Selective Compassion?

Thirteen years later, the observances last week were still poignant. The 9/11 attacks on the World Trade Center have enduring power to make the tears well up, and pull the heart back to that beautiful and crisp early Fall day when, as we say, “3000 innocents died.” 

Innocent they were—as innocent as the vast number of peaceful civilians among the 200,000 who have died in Syria's brutal civil war. Innocent as 100,000 or more Iraqi civilians murdered in the brutal sectarian violence unleashed during the American occupation.

But those foreign deaths occurred at a greater distance from both our heads and our hearts than the events on 9/11—though not far from the hearts of fellow Syrians and Iraqis.  The brute fact is this: human compassion not only has its limits, but its own high degree of selectivity.

Ordinary compassion requires some kind of self-other identification, some “that could be me” sense. “Fellow human being” pales into abstraction when put up against a member of my family, my neighborhood, my town, my nation.” This capacity has always served a key role in binding groups together, part of our communal survival kit.

Us and Not Us

For most Americans, the 9/11 victims are “us." The Syrians and the Iraqis are, almost inevitably, “them.” Similarly, both the Gazans and Israelis usually belong to the “us” circle for the West.
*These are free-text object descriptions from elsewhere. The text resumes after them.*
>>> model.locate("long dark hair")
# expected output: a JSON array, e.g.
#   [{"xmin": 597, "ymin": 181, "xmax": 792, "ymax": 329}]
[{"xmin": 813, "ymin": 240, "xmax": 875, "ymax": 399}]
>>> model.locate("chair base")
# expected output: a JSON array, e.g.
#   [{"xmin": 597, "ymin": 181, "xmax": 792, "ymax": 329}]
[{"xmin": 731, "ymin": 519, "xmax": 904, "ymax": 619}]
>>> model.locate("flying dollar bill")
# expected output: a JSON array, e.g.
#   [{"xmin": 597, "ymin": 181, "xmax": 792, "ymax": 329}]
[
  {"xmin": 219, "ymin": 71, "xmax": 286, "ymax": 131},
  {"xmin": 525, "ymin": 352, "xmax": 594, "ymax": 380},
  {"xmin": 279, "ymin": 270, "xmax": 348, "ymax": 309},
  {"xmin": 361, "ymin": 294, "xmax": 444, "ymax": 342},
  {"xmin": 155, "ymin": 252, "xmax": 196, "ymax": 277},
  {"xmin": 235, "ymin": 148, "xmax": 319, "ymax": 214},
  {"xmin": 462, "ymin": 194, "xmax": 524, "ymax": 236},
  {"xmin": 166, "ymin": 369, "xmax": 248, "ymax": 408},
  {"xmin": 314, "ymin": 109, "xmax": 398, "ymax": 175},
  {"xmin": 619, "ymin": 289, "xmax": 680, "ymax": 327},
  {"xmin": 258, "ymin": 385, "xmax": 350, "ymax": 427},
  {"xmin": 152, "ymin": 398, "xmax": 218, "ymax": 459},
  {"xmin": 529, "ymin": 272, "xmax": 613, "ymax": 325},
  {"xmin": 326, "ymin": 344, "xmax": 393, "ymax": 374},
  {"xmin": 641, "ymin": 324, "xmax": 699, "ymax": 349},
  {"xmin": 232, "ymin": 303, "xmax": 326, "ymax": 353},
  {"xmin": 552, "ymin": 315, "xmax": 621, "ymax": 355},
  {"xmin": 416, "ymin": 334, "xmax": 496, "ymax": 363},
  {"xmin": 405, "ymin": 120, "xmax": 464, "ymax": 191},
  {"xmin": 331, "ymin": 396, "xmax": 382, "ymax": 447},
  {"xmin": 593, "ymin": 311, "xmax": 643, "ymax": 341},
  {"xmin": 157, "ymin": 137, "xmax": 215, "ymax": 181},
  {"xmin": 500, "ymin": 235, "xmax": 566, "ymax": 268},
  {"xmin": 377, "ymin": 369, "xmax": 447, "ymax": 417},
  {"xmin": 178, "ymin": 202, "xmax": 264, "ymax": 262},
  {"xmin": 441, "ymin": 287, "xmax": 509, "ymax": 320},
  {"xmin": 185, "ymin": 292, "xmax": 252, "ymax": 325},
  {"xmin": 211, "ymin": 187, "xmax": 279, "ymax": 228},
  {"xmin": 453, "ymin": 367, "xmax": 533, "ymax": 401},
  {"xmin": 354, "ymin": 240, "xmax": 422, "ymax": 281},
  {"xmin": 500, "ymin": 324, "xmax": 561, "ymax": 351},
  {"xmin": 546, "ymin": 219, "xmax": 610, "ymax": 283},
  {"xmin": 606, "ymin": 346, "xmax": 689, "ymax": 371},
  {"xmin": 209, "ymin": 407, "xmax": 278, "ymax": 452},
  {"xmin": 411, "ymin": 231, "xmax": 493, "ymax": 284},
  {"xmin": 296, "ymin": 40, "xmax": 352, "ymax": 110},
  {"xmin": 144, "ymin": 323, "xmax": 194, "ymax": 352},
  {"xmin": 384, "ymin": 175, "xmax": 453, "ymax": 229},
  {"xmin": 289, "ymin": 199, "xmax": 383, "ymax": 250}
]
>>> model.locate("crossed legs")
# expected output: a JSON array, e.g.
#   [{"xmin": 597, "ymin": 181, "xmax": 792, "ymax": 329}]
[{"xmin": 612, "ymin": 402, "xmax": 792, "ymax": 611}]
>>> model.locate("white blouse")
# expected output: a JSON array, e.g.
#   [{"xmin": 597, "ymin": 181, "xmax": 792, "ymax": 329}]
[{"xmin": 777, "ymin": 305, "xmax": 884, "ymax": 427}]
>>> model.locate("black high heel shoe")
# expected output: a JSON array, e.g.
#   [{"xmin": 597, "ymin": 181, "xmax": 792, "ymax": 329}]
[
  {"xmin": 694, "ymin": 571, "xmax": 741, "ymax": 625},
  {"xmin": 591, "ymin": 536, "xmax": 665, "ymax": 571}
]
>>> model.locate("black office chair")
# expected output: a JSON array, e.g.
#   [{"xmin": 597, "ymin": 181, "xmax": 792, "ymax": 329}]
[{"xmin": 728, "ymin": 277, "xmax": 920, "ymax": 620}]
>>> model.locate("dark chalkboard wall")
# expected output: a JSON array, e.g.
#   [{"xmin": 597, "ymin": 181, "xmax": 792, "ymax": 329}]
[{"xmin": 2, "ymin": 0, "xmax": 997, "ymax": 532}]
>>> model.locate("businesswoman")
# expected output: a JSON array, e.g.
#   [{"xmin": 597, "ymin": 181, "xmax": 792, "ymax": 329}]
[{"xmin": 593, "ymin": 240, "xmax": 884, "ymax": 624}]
Founded mostly by Europeans, Israel has welcomed a goodly number of American immigrants. Millions of Palestinians have moved to the U.S. and Europe. The Israel Gaza strife was front and center in media and commentary just last month.

On the other hand, the five million dead in the ongoing Second Congo War (1998 to the present) belong, conversely, to “them,” and seem to merit little media coverage, much less the welling up of tears. For non-African Europeans and Americans, Africa is mostly not "us."

Even among the “us,” compassion usually works selectively. For example, the blood and destruction in Gaza is vivid and heart-rending. The pundits write about “disproportionate response,” which on the surface seems obvious. Far more abstract to most non-Jews is the fact that Israel faces an enemy which makes a boast of its determination to destroy the “Zionist entity,” actually celebrating the death of Gazan civilians as “martyrdom” in their cause.  To many, the multi-faceted threats faced by Israel seem so much less visceral.

Compassion reveals—and blinds

In the throes of compassion we see some things more sharply; other realities become veiled. When selective outrage joins selective compassion, head and heart can easily start down the slide toward justified violence against the Other. And the identity of the Other can easily shift. Our heart's selectivity makes it harder to see clearly the dynamics at work in any conflict, and naturally drives us to take sides.

This is our usual default way of operating, arising out of millions of years of evolutionary development—basic survival equipment for family, community, tribe and nation. With intention and practice, however, the heart can stretch beyond its present limitations, if only haltingly. Jesus calls us to this stretching, as did the Buddha and Confucius. A heart that sees the prior suffering, the insult or injury at the root of most violence, is more likely to support a head that sees clearly and can respond more wisely.

Such wisdom is most crucial whenever we decide we must take sides.